Minnesota governor Mark Dayton. Source: Flickr/Office of governor Mark Dayton
Minnesota is battling a new bill that would allow state electric utilities to be exempt from regulation by the Public Utilities Commission (PUC) with respect to net metering.
HF 234, as it is known, would allow such utilities to implement their own law and allow them to pay smaller fees to independent small renewable electricity generators, which could result in less compensation for solar users selling power back to the grid.
The bill also exempts municipal utilities from PUC jurisdiction with respect to resolving net metering disputes.

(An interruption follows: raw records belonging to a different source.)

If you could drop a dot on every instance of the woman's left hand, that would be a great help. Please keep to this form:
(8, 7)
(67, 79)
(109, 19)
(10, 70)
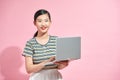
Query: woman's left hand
(62, 64)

Ultimately, the legislation could significantly harm Minnesota’s residential solar industry by enabling utilities to impose higher fees for solar users and limit their ability to fight back, according to Sean Gallagher, the Solar Energy Industries Association’s vice president of state affairs:
“Under governor Dayton’s leadership, Minnesota has transformed into a national leader in solar energy with nearly 3,000 solar jobs in the state. However, HF 234/SF 141 risks slowing that progress. This bill would enable cooperative utilities to target solar customers with unfair fees and limit their ability to fight back, making it more difficult for Minnesota residents to go solar.
“This is consistent with a larger nationwide trend by entrenched interests to discourage customers’ electricity choice with unreasonable fixed fees designed to reduce customers’ ability to control their electric bills and stifle competition from the burgeoning solar industry. Existing law provides for a fair review of such proposals by utility regulators. We urge governor Dayton to veto this legislation so solar’s economic contribution can continue to grow, not contract, in Minnesota.”
A lot is at stake for Minnesota. The state has one of the nation’s most successful community solar markets, alongside Massachusetts and Maryland. The Dayton administration also recently proposed a greater renewable portfolio standard (RPS) at 50% renewables by 2030, up from 25% by 2025.
The bill would evidently derail progress to reach that more aggressive RPS – a move that would help drive down the cost of clean energy while creating thousands of new jobs.